Pippi di Pistoia

by

I Pippi di Pistoia (o Pippi di San Jacopo) sono piccoli e curiosi dolcetti legati a doppio filo all’identità storica e religiosa della città di Pistoia. La loro comparsa è legata a una data ben precisa sul calendario: il 25 luglio, giorno in cui si celebra San Jacopo, il santo patrono della città. Il nome “pippo” deriva dal termine dialettale toscano usato affettuosamente per indicare i bambini o le piccole bambole di pezza. Questi dolci, infatti, hanno la forma stilizzata di una figura umana – un piccolo pupazzo con testa, braccia e gambe abbozzate – e venivano storicamente regalati ai bambini che partecipavano alle celebrazioni del patrono.

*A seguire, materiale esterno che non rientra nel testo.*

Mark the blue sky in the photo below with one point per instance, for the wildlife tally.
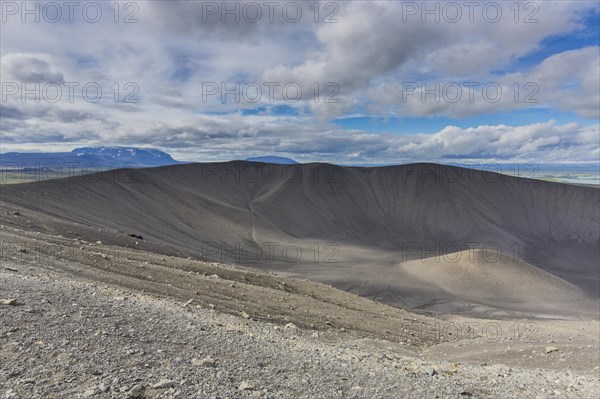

La tradizione dei pippi affonda le radici nel Medioevo, epoca in cui Pistoia divenne un importante snodo del pellegrinaggio europeo dopo l’arrivo in città di una preziosa reliquia di San Jacopo proveniente da Santiago di Compostela. Durante la festa patronale, la città si riempiva di pellegrini, viandanti e cittadini. I fornai pistoiesi iniziarono così a produrre questi biscotti antropomorfi come cibo da viaggio ed elemento devozionale. Offrire un “pippo” ai più piccoli non era solo un gesto di affetto, ma anche un modo per porre i bambini sotto la protezione del Santo.

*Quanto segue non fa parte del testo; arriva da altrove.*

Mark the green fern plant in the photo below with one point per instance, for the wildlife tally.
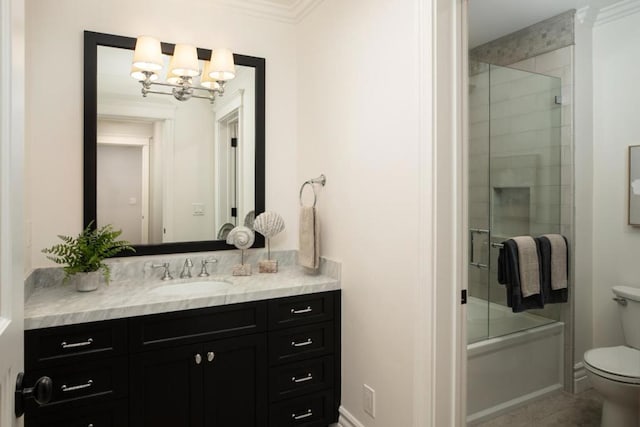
(85, 253)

La natura dei pippi rispecchia la classica filosofia della pasticceria toscana, basata su ingredienti semplici della dispensa sapientemente combinati. Si tratta di biscotti di pasta frolla o di pasta da pane arricchita, a seconda delle versioni storiche dei diversi forni. L’ingrediente che dà loro il carattere inconfondibile è l’anice, una costante nei dolci da fiera toscani per le sue proprietà digestive e rinfrescanti.

Sono biscotti secchi, piuttosto compatti e friabili, pensati per conservarsi a lungo nei sacchetti di carta durante le calde giornate di luglio. Spesso, per rendere i pupazzetti più animati e graditi ai bambini, gli occhi o i bottoni del vestito vengono realizzati applicando sulla superficie dei chicchi di uvetta sultanina o dei confettini colorati prima della cottura in forno.

Oggi, camminando per il centro di Pistoia durante i giorni del Luglio Pistoiese e della storica Giostra dell’Orso, è impossibile non notare questi piccoli pupazzi dorati che occhieggiano dalle vetrine dei forni, mantenendo viva una tradizione che profuma di storia e di anice.